The U.S. Steel Europe (“USSE”) segment posted a profit of $81 million in the reported quarter, higher than $18 million recorded a year ago. The results improved compared to the second quarter owing to higher average realized euro-based prices, partly offset by elevated iron ore costs. Gains from the company’s Carnegie Way initiative continue to drive operating margins.
U.S. Steel’s Tubular segment registered a loss of $75 million in the quarter, wider than a loss of $50 million a year ago. Third-quarter results improved compared to the second quarter, but reflect the challenges of operating at very low utilization rates amid a low pricing environment.
Financials
U.S. Steel exited the quarter with cash and cash equivalents of $1,445 million, down 24% year over year. Long term debt decreased by 4.4% year over year to $2,988 million. The company generated operating cash flow of $577 million for the nine months ended Sep 30, 2016.
Outlook
U.S. Steel noted that operational issues remain a headwind, as it continues to recover from unplanned outages in the third quarter, while also completing the planned maintenance outages.
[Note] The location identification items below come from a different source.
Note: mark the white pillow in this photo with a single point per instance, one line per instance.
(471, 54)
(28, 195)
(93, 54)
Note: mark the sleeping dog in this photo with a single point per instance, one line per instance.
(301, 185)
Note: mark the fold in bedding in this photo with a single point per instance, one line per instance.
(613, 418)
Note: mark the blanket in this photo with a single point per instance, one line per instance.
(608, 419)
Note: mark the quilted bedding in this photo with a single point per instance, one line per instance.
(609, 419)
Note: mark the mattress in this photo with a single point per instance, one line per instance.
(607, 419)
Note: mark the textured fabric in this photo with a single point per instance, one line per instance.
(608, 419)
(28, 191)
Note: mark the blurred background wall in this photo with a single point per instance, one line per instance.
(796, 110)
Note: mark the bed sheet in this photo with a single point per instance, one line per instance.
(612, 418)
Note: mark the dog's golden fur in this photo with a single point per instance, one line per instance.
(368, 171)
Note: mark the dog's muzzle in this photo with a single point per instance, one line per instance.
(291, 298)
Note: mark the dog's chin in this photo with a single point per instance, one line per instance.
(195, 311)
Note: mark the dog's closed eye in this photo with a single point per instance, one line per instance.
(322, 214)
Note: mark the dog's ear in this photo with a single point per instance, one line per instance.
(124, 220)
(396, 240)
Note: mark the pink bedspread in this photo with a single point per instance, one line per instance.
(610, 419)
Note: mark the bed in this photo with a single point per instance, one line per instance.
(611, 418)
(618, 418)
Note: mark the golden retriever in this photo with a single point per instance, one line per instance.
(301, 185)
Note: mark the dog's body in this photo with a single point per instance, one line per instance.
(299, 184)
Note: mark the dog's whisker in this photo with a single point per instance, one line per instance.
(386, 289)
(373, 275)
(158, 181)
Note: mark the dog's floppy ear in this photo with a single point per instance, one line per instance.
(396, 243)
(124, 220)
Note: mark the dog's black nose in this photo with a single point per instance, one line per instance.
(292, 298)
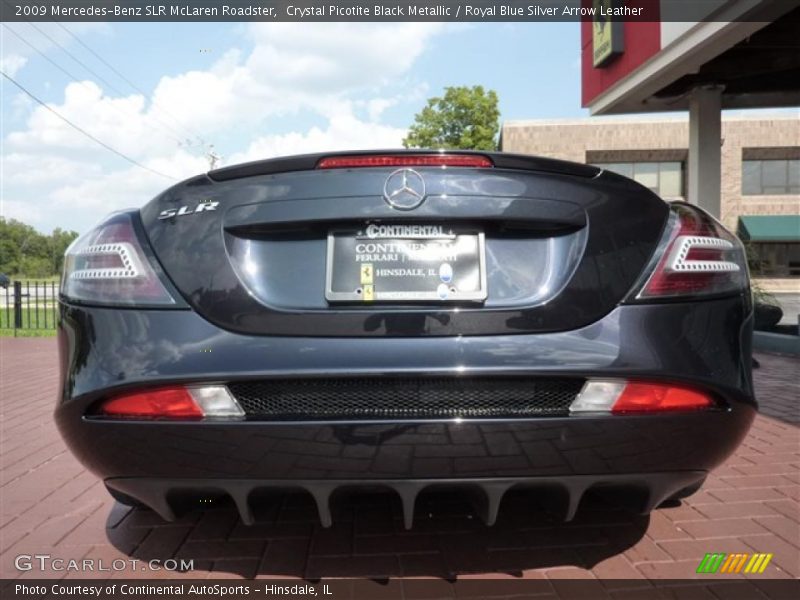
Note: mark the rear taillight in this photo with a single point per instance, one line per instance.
(620, 397)
(175, 402)
(406, 160)
(108, 265)
(697, 257)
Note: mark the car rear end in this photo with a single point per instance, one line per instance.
(405, 320)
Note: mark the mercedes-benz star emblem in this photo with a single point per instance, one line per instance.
(404, 189)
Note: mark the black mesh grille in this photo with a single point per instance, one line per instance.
(405, 397)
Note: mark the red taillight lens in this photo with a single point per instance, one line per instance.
(619, 396)
(109, 266)
(405, 160)
(649, 397)
(162, 403)
(699, 258)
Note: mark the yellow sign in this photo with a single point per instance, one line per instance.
(366, 274)
(606, 34)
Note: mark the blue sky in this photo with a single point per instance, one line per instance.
(253, 90)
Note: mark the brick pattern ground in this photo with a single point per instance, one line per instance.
(48, 502)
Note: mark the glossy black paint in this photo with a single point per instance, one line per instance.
(600, 230)
(106, 350)
(620, 220)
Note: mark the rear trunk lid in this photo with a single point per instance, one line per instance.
(280, 247)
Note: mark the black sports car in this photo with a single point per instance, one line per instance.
(404, 320)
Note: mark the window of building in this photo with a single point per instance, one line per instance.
(664, 178)
(774, 259)
(770, 177)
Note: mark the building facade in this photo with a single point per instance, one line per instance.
(760, 167)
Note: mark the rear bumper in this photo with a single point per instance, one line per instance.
(705, 344)
(644, 491)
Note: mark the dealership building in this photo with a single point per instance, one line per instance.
(760, 170)
(735, 54)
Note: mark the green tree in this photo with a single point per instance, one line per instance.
(24, 252)
(465, 118)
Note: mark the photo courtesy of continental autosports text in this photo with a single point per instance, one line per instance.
(404, 299)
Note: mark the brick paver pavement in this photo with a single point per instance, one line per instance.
(50, 504)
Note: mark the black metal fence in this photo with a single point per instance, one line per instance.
(29, 306)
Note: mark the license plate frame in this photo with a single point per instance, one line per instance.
(469, 244)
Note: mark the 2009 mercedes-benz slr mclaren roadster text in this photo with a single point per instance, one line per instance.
(403, 320)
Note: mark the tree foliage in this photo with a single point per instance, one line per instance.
(26, 252)
(465, 118)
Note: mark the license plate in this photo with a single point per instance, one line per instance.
(400, 263)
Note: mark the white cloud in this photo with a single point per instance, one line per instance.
(344, 75)
(10, 64)
(344, 132)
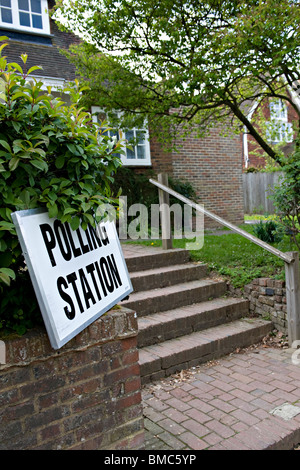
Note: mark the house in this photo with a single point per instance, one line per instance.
(277, 117)
(213, 165)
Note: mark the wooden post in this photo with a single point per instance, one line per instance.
(164, 204)
(292, 281)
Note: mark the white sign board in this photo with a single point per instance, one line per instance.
(77, 275)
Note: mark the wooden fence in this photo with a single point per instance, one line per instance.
(257, 190)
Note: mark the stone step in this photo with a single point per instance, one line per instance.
(161, 360)
(167, 276)
(142, 261)
(167, 298)
(163, 326)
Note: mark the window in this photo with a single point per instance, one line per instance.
(278, 128)
(25, 15)
(139, 153)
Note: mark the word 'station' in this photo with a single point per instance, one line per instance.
(102, 274)
(77, 275)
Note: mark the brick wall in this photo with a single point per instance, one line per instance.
(213, 165)
(268, 298)
(87, 395)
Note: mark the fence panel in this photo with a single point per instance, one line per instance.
(257, 190)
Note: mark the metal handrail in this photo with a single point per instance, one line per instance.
(285, 257)
(292, 274)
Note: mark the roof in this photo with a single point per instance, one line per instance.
(42, 51)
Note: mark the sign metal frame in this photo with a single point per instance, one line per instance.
(55, 339)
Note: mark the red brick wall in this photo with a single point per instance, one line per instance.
(87, 395)
(213, 165)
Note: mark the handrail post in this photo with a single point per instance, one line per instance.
(292, 281)
(164, 205)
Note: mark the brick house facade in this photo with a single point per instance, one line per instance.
(213, 165)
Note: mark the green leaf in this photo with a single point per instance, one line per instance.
(40, 165)
(4, 278)
(9, 272)
(60, 161)
(13, 163)
(5, 145)
(52, 210)
(75, 223)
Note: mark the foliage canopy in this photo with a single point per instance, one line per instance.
(187, 62)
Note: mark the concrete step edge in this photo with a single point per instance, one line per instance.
(167, 275)
(166, 358)
(163, 326)
(146, 261)
(166, 298)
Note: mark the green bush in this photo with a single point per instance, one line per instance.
(52, 156)
(286, 196)
(268, 231)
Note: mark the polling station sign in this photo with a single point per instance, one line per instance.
(77, 275)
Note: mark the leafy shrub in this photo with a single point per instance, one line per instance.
(52, 156)
(268, 232)
(286, 196)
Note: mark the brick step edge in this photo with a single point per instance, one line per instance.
(163, 326)
(167, 298)
(178, 354)
(167, 276)
(157, 260)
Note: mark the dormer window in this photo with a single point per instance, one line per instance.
(25, 15)
(278, 128)
(139, 153)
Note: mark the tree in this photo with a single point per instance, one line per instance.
(187, 62)
(51, 156)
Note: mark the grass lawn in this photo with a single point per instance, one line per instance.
(236, 258)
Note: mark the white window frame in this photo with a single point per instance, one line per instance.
(279, 129)
(16, 26)
(122, 135)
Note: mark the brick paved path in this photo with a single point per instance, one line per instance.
(226, 404)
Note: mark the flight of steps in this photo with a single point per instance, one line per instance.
(184, 317)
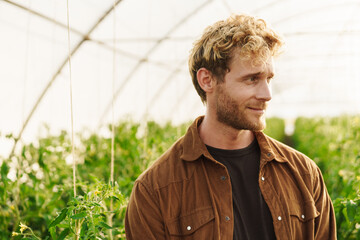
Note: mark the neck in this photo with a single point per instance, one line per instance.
(219, 135)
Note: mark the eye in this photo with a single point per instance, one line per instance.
(253, 79)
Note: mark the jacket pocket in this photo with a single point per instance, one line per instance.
(304, 211)
(191, 223)
(302, 220)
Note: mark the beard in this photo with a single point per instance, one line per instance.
(232, 114)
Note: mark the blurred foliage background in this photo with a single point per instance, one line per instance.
(36, 191)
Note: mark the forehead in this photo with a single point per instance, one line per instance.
(248, 64)
(245, 66)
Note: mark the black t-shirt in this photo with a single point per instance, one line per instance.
(252, 217)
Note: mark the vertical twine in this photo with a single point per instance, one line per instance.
(113, 121)
(72, 119)
(71, 102)
(112, 99)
The company plans to utilize its strong cash and liquidity position to speed up the revitalization of its facilities and to fund additional growth projects.
If market conditions remain at their current levels, the company expects net loss of about $355 million, or $2.26 per share, and adjusted EBITDA of roughly $475 million in 2016. The results for its Flat-Rolled and European segments are anticipated to be higher than 2015 results while results for its Tubular segment are forecast to be lower than 2015 results.
The company expects to be cash positive for 2016, including net proceeds from its equity offering of $482 million and about $500 million of cash benefits from working capital improvement in 2016, mainly associated with better inventory management. The company forecasts improved results for other businesses and about $52 million of post-retirement benefit income.
The company anticipates the market conditions to change, and as changes occur during the remainder of 2016, its net loss and adjusted EBITDA should change consistent with the pace and magnitude of changes in market conditions.
Zacks Rank
U.S. Steel carries a Zacks Rank #3 (Hold).
Some better-ranked companies in the basic materials space include POSCO PKX, sporting a Zacks Rank #1 (Strong Buy), and ArcelorMittal MT and Ryerson Holding Corporation RYI, both carrying a Zacks Rank #2 (Buy). You can see the complete list of today’s Zacks #1 Rank stocks here.
POSCO has an expected earnings growth rate of 914.3% for the current year.
ArcelorMittal has an expected earnings growth rate of 364.8% for the current year.
Ryerson Holding has an expected earnings growth rate of 202.2% for the current year.